Prepared for the Conference of Presidents
of Major American Jewish Organizations

by the Jerusalem Center for Public Affairs

DAILY ALERT
Tuesday,
July 29, 2014
News Resources - North America, Europe, and Asia:
  • Israel Blames Hamas for Gaza Children's Deaths
    Israel has accused Hamas of misfiring two rockets - one of which struck the outpatient clinic at Shifa Hospital in Gaza City and the other the Shati refugee camp, killing nine children. The IDF spokesman said: "Both of those locations were struck by terrorist rockets that were launched towards Israel and fell short. Since the beginning of the operation the IDF has documented approximately 200 rockets and mortars that landed short within Gaza."
        "The Israel Defense Forces did not carry out any strikes in that area. Shifa Hospital was not a target, nor was the Shati Beach camp." (Sky News-UK)
        See also IDF Shows How Palestinian Rockets Struck Gaza - Isabel Kershner and Ben Hubbard
    The Israeli military said its radars and sensors had detected the paths of four terrorist rockets fired at that time and distributed an aerial photograph tracing their routes. (New York Times)
        See also View Aerial Photographs Showing How Palestinian Terrorists Hit Shifa Hospital and Shati Camp (Israel Defense Forces)
  • Kerry: Hamas Disarmament Needed to Resolve Gaza Conflict
    U.S. Secretary of State John Kerry said Monday: "We...believe that any process to resolve the crisis in Gaza in a lasting and meaningful way must lead to the disarmament of Hamas and all terrorist groups. And we will work closely with Israel and regional partners and the international community in support of this goal."  (State Department)

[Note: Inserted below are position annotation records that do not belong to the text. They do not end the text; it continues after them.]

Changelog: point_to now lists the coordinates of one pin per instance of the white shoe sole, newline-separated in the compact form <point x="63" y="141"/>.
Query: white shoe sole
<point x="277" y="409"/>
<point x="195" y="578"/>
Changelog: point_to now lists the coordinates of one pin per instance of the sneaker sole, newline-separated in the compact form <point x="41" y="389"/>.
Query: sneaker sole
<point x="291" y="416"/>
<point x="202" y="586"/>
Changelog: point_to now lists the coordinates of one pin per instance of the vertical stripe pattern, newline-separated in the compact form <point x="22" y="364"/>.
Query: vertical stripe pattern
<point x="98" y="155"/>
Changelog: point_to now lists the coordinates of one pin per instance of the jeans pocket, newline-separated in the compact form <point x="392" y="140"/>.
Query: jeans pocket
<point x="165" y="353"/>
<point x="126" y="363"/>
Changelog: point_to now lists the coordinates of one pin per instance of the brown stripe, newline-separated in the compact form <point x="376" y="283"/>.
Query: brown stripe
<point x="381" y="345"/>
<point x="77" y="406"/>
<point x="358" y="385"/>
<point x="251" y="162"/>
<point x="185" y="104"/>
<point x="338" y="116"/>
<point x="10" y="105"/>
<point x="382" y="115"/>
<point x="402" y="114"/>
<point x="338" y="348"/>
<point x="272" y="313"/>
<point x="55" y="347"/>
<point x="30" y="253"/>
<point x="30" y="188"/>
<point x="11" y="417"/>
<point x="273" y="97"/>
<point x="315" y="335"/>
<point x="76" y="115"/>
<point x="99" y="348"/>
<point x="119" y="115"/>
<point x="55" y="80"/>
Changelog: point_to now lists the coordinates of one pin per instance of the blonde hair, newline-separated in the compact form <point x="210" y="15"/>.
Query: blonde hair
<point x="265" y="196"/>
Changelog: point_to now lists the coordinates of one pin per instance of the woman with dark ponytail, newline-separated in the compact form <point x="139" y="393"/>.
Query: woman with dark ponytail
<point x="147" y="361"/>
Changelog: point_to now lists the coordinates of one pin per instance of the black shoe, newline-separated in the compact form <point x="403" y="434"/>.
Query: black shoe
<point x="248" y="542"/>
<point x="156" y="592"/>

        See also U.S.: Hamas Is Responsible for This Conflict
    U.S. National Security Advisor Susan Rice told Jewish leaders in Washington on Monday: "Israel has the same, unequivocal right to self-defense as every other nation. No nation can accept terrorists tunneling into its territory or rockets crashing down on its people."
        "President Obama has been equally clear about who has been responsible for the violence. Hamas fired the rockets. Hamas deliberately targeted Israeli citizens, particularly civilians. Hamas refused an early plan for a cease-fire. Hamas, in a time of glaring human need, instead of investing in the future of Gaza's children, built tunnels to kidnap and kill Israelis. So Hamas initiated this conflict. And, Hamas has dragged it on."  (White House)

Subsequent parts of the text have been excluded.